Although many pro-life groups joined Republicans in backing Brown's unlikely candidacy despite his pro-choice credentials -- as we reported here -- the Catholic bishops stayed on the sidelines, and many were clearly as dismayed as the White House when Brown upended predictions and took the seat that had been held by Ted Kennedy for decades. Brown's position on abortion, and his vow to block health care reform, is the worst of all worlds from the hierarchy's perspective.
One churchman I spoke with said the bishops were surprised at Brown's victory and were alarmed at the speed with which Democrats appeared to abandon the effort to pass some version of health care reform. He said the bishops had been trying to get a read on the political dynamics, but said so much remained in flux that they sent this letter to let their voice be heard ahead of Wednesday's State of the Union address.
Indeed, President Obama could do worse than adopt some of the bishop's language in his speech to the nation, if he wants to try to resurrect health care reform.

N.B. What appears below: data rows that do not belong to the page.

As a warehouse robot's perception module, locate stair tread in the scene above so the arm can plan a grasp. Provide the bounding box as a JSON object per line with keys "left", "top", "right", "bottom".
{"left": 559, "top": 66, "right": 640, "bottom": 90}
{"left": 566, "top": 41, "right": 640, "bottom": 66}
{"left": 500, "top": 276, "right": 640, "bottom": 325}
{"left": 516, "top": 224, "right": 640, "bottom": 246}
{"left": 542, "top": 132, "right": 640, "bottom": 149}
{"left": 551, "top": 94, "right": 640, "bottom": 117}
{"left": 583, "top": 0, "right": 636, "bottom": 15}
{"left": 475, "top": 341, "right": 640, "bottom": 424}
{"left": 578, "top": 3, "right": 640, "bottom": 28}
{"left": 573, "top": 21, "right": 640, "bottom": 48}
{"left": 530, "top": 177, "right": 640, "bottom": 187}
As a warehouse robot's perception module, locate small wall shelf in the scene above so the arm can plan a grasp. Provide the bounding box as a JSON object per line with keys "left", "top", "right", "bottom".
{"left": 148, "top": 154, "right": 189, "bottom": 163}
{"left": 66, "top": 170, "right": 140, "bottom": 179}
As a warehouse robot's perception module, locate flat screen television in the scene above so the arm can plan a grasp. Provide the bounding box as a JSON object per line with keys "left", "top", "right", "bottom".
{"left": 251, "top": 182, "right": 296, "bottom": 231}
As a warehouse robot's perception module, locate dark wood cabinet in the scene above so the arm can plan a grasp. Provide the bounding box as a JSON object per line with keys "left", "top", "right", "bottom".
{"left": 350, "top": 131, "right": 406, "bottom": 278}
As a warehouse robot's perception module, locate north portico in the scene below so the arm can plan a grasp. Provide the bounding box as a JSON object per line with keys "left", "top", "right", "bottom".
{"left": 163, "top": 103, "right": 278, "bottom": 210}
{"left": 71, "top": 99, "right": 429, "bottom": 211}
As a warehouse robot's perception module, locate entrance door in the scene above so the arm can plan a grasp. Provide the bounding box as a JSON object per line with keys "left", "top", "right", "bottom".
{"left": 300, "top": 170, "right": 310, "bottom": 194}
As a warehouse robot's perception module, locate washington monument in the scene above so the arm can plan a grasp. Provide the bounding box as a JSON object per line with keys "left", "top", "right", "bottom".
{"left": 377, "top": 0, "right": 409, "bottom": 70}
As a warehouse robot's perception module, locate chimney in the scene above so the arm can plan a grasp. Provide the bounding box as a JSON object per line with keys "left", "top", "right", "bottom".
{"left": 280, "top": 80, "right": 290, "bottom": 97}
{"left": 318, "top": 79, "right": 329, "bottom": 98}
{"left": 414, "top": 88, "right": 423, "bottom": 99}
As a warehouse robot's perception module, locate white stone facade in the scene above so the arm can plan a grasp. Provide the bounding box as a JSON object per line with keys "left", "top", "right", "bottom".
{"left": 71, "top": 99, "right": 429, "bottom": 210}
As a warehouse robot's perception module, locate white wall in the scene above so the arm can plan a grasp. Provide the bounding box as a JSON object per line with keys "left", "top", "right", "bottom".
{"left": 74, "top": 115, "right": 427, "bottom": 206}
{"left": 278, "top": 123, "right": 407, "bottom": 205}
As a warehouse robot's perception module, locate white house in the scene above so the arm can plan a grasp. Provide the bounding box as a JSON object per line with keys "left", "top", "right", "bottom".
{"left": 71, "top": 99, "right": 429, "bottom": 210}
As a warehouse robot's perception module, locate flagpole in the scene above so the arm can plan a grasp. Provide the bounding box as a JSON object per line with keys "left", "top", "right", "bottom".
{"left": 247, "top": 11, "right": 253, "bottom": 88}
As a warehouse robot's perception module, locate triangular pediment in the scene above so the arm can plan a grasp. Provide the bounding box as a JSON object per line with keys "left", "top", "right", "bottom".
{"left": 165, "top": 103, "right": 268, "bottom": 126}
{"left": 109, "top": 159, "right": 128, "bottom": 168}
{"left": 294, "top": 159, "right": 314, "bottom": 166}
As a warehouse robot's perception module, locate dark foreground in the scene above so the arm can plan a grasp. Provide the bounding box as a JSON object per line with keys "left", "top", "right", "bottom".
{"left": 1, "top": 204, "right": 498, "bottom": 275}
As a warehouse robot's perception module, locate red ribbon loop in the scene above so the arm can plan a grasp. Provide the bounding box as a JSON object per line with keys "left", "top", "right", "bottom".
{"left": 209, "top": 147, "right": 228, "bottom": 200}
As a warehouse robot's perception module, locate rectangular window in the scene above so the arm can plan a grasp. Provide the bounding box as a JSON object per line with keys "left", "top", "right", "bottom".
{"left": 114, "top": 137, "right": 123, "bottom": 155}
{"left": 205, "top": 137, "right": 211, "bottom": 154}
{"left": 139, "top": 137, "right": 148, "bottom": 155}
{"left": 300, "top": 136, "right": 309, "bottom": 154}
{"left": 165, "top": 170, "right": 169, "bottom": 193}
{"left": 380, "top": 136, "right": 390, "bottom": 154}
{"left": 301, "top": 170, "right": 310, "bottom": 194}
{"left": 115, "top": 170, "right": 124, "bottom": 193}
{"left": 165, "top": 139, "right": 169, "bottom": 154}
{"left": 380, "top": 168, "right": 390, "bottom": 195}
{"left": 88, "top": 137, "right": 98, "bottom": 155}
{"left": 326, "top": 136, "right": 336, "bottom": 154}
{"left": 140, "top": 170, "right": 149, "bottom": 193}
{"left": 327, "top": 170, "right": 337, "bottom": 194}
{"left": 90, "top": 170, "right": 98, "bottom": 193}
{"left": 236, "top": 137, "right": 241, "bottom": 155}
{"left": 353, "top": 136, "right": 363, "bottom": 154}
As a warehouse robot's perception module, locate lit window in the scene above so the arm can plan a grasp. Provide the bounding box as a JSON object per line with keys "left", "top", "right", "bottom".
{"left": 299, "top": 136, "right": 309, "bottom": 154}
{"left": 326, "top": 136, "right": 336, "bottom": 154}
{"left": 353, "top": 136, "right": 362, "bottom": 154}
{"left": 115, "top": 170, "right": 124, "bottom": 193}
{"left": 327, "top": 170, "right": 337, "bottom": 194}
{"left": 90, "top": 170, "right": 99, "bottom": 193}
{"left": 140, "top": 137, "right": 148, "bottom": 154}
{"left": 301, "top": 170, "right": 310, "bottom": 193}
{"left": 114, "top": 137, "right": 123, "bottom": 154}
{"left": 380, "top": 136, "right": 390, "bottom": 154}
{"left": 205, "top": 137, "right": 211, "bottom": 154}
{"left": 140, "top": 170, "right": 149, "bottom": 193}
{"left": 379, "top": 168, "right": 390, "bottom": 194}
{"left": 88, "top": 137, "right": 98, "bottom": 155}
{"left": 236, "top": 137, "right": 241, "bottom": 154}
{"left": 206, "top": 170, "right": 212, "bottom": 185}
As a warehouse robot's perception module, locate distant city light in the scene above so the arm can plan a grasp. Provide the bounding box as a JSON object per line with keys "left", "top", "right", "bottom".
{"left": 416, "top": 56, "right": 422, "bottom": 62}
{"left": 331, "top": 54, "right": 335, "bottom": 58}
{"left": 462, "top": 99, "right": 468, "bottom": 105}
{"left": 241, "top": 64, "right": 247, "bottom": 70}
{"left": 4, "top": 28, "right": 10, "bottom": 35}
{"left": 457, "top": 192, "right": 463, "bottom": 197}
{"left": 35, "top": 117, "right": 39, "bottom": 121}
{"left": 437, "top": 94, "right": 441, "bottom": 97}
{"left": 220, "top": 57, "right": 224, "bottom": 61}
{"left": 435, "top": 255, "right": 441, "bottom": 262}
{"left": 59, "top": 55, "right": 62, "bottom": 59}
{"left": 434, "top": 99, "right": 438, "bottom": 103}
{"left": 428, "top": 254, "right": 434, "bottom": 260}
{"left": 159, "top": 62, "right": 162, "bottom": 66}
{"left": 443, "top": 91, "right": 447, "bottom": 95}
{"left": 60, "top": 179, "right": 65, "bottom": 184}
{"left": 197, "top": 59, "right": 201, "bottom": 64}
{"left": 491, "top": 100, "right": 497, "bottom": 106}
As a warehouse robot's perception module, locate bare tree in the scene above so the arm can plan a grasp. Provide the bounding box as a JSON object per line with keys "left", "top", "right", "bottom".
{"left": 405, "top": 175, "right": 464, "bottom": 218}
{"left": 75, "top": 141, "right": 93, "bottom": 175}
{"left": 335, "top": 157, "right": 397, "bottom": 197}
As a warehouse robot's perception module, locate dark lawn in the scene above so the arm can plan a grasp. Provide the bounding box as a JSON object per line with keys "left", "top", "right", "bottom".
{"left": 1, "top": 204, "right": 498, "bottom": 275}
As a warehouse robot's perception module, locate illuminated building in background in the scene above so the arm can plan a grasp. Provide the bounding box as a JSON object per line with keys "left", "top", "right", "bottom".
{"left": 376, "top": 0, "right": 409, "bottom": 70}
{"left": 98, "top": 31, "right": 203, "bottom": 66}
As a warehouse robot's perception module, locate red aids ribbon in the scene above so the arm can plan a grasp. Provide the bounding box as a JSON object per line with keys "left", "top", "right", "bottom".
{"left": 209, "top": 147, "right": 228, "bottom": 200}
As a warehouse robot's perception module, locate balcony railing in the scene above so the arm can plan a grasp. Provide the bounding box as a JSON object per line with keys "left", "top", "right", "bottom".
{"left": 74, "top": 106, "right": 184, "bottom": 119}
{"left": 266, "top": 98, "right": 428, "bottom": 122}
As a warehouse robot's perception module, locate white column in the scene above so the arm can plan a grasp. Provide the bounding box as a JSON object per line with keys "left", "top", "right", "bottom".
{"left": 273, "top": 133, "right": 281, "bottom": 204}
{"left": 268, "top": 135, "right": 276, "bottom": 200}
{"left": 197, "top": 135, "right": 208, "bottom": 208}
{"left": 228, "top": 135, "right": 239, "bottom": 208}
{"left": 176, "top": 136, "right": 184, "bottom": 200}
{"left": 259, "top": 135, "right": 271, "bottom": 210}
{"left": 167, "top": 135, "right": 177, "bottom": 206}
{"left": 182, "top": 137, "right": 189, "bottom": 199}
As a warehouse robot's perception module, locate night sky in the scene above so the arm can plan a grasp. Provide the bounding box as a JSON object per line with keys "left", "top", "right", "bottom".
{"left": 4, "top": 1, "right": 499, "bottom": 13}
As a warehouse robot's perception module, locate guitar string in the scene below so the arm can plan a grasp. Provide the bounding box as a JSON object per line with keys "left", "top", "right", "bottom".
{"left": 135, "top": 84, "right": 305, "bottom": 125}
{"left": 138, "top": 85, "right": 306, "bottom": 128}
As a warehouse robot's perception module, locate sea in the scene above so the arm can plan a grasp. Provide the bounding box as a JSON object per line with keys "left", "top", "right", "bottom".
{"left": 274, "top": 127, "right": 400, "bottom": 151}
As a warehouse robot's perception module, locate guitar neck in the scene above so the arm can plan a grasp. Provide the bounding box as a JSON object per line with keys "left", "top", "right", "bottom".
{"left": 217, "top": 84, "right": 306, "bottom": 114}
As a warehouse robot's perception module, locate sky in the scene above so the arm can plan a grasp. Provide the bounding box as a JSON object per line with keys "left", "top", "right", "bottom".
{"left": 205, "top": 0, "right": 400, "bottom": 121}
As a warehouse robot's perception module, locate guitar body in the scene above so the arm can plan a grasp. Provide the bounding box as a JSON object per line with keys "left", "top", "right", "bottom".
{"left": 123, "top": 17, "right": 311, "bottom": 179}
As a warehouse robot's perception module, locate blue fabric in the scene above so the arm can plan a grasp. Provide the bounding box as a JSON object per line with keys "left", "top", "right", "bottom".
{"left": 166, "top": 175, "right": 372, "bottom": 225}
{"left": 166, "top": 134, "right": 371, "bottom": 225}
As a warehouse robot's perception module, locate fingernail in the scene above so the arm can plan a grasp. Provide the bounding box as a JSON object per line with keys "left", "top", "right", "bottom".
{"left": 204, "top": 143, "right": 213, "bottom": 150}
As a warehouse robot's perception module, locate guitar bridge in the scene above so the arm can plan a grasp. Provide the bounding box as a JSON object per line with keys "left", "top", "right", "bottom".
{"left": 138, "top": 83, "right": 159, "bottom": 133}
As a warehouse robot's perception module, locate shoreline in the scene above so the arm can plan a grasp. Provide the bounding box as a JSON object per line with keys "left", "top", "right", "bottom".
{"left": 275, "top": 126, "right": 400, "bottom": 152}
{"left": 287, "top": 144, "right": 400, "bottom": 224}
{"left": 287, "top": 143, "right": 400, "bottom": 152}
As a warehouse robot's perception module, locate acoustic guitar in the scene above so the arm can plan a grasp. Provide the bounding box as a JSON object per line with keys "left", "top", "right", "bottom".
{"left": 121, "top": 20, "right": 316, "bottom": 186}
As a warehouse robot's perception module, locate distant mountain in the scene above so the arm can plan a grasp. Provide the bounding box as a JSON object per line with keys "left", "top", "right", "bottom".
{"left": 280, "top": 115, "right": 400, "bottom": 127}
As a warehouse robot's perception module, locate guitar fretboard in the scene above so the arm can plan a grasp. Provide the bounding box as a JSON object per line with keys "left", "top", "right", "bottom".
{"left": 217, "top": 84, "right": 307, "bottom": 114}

A paradox of the health care debate is that the Catholic bishops have had a place at the table because Obama -- who many bishops excoriated during the campaign as a candidate no good Catholic could support -- made health care reform a priority and because pro-life Democrats made sure the hierarchy had a say in the negotiations.
Yet the Republicans who had ostensibly been the bishops' closest allies in Congress have shown no inclination to listen to them on health care reform. Only one Republican congressman, freshman Anh "Joseph" Cao of Louisiana, a former Jesuit seminarian, bucked the party to support the House bill.
"The Republicans seem to have made a decision to oppose anything that the Democrats propose," a church official closely involved in the health care negotiations told me in frustration.
He said the bishops would like to rescue as much of the existing bills as possible, and he said they hope that an effort to retain and pass the heart of the bills would allow contentious issues like abortion funding to disappear. But he said that would also mean coverage for immigrants, another issue dear to the hierarchy, would certainly be off the table.
This would be the funniest thing I've ever read, if it weren't the saddest. On the brighter side, this is the first example I've ever seen of the Catholic Church, or any branch of the modern Conservative Movement, having to grasp the fact that when you lie down with dogs, you get up with fleas. Those bastards spent years attacking Kennedy and Kerry for being bad Catholics and pillorying every Catholic politician to the left of Catherine de Medici and now they are surprised that Scott Brown won MA and doesn't give a flying fuck about the poor or the immigrants?